25. The apparatus according to claim 23 or 24, further comprising: The frame segmentation module is used to segment the audio to be processed into frames to obtain audio segments; The feature extraction module is used to extract audio features from the audio segment; The CMVN data module is used to obtain global CMVN data; The CMVN processing module is used to perform CMVN processing on the audio features of the audio segment of the audio to be processed.

26. The apparatus according to claim 25, wherein, The CMVN processing module is further configured to subtract the mean value from the CMVN data from the audio features of the audio segment to be processed, and then divide by the standard deviation of the CMVN data.

27. The apparatus of claim 25, further comprising: The downsampling module is used to downsample the feature data after CMVN processing; The batch normalization module is used to perform batch normalization processing on the downsampled feature data; The linear transformation module is used to perform a linear transformation on the batch normalized feature data to obtain the first feature data.

28. The apparatus according to claim 27, wherein, The downsampling module is also used to perform temporal dimensionality reduction on the feature data processed by the CMVN using a CNN network.

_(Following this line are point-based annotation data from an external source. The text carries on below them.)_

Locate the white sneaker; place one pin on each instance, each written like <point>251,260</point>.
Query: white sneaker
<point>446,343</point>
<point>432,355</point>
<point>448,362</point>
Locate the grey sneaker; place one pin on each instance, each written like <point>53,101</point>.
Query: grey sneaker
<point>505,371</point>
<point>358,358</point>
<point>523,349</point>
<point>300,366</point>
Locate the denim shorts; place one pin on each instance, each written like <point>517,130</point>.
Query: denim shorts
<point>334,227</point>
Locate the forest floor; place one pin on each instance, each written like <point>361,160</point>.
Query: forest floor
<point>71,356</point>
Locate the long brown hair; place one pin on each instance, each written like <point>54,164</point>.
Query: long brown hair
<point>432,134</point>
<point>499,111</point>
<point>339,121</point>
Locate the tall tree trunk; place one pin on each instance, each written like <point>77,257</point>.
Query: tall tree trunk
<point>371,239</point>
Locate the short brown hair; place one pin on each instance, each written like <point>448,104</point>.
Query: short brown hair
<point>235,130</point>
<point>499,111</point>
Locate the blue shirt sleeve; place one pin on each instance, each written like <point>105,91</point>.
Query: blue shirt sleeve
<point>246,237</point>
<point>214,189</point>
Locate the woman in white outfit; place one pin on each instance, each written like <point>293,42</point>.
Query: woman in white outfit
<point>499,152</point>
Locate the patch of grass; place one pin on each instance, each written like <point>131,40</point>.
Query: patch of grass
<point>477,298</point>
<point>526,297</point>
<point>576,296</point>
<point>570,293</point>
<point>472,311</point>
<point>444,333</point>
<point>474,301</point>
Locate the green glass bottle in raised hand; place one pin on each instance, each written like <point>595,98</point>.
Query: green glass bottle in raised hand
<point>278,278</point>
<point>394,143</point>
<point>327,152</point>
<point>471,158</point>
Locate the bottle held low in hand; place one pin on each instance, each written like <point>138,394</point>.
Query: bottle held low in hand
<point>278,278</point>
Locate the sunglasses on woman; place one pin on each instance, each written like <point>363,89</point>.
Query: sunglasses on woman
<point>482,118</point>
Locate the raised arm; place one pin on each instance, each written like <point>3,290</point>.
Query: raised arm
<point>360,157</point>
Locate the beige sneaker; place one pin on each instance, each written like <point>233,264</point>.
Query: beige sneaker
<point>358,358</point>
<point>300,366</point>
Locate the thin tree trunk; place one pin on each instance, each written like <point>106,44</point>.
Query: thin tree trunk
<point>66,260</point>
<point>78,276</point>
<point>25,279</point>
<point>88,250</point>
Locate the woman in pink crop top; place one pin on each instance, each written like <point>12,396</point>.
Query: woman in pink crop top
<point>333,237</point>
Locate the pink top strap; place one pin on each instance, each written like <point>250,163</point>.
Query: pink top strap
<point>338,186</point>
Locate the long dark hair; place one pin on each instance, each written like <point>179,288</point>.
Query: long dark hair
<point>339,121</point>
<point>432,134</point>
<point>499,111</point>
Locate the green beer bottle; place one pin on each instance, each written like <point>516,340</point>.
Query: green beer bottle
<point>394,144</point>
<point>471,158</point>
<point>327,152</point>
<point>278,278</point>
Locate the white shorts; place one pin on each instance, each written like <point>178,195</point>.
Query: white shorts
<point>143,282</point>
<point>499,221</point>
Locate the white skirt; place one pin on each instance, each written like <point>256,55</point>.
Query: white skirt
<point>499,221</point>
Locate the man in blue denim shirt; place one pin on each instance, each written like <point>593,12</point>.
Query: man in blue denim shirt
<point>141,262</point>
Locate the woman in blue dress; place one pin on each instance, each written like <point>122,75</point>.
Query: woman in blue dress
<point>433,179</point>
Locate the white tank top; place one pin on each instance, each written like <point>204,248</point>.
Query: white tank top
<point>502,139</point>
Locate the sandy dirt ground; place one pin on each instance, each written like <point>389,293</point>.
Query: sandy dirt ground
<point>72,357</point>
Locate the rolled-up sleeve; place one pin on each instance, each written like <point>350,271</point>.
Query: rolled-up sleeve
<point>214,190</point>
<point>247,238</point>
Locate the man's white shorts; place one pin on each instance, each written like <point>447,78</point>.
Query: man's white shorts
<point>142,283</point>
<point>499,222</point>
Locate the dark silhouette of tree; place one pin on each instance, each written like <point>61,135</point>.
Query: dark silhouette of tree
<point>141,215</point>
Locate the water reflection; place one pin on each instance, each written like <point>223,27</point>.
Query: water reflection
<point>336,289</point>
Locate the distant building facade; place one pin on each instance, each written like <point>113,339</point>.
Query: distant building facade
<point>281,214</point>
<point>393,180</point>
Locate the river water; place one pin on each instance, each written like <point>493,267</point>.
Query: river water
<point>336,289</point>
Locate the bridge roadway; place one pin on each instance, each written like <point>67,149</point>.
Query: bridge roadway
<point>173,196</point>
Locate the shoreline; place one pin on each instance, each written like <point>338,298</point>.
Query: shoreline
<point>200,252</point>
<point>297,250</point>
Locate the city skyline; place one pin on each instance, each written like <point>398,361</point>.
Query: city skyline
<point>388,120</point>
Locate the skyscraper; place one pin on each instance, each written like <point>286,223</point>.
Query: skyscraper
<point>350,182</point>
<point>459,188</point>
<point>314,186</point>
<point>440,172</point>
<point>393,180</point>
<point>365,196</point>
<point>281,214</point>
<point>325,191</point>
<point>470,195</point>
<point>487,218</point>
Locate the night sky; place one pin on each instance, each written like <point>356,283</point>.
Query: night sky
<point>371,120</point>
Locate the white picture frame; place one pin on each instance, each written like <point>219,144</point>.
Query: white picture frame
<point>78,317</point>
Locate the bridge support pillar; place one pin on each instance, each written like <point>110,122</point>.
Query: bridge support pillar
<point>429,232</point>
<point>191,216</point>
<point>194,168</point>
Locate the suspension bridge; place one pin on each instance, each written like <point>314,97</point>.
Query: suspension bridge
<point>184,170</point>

29. An electronic device comprising: At least one processor; as well as A memory communicatively connected to the at least one processor; wherein, The memory stores instructions that can be executed by the at least one processor to enable the at least one processor to perform the method of any one of claims 1-14.

30. A non-transitory computer-readable storage medium storing computer instructions, wherein, The computer instructions are used to cause the computer to perform the method according to any one of claims 1-14.

31. A computer program product comprising a computer program that, when executed by a processor, implements the method according to any one of claims 1-14.